Guardatevi intorno, scandagliate la rete. Tutti hanno detto le stesse cose, e nello stesso modo. Qualcuno ha dato rilevanza al commento su Facebook dell’ex amico di battaglie di Maniaci Claudio Fava solo per gli stralci utili: quelli che parlano di indignazione, di premi da restituire, di un uomo che si è gonfiato come un tacchino. Nulla su quell’emblematico “Voglio che dica se quelle trascrizioni sono manipolate o se è tutto vero”, frase che tradisce l’ansia di una risposta da Pino che ancora non è arrivata, o forse sì. Perché Maniaci e Telejato affermano che non esista nessun avviso di garanzia, e già a novembre dello scorso anno il giornalista aveva parlato, sibillinamente, di un suo possibile arresto. “Non mi stupirei se mi arrestassero”, aveva detto, sapendo peraltro di essere intercettato per quella storia di un funzionario che anziché denunciarlo per diffamazione lo aveva denunciato per stalking. Tutto molto torbido, acque in cui è facile dire tutto e il contrario di tutto. Ma, fino a prova contraria, potrebbero avere ragione tutti: detrattori vecchi e nuovi, ma anche lo stesso Maniaci, e allora perché sparare a zero?
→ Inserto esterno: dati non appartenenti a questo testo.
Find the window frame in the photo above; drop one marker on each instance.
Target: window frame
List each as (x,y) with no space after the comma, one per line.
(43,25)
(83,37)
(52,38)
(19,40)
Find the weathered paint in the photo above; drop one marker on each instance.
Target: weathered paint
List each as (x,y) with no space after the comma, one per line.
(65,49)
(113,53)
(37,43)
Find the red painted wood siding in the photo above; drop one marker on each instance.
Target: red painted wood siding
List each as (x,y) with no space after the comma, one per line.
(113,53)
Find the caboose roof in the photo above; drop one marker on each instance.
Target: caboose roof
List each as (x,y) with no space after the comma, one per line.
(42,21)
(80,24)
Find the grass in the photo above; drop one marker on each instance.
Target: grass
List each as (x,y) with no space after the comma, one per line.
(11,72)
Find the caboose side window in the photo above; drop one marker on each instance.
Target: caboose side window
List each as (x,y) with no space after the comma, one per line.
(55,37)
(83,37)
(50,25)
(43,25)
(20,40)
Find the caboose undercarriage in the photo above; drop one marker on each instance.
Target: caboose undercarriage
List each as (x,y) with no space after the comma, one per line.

Nessuno poi che parli davvero di quello che ha detto oggi Ingroia, l’uomo, il magistrato, il politico da riesumare a convenienza, persona autorevole dalla storia autorevole (viene dalla fucina di Paolo Borsellino) solo quando conviene a noi. Questa volta, da legale di Maniaci, ha detto qualcosa che è meglio non si faccia girare più di tanto, parlando di un servizio “montato” ad arte. Certo, sta parlando da difensore, ma chi parla di teorici del complotto deve ricordarsi la facilità, oggi, di tagliare, adattare, aggiustare un filmato. Per fare in modo che una frase, tolta da un contesto, possa diventare una cosa completamente diversa. Anche un’estorsione. “Cento euro me li dovevi”, dice Maniaci al sindaco del filmato ormai diventato virale, quasi che l’estorsione moderna passasse per un meccanismo contorto di dare e avere. Cosa che, lo capirebbe anche un bambino, è davvero poco plausibile. Ma allora cosa può essere successo? Forse Maniaci, persona esuberante e chiacchierona, avrà detto un fiume di parole di cui, per comodità strumentale, è stato riportato un rivolo. Ora? C’è il (prevedibile) lavorìo per chiudere Telejato. Allontanato Maniaci, la redazione è ormai desolata, i giornalisti sconfitti.
La mafia ha vinto. Grazie a eminenze grigie, a giornalisti compiacenti e a voi. Che avete creduto alla foga di un’ora più che alle battaglie di una vita.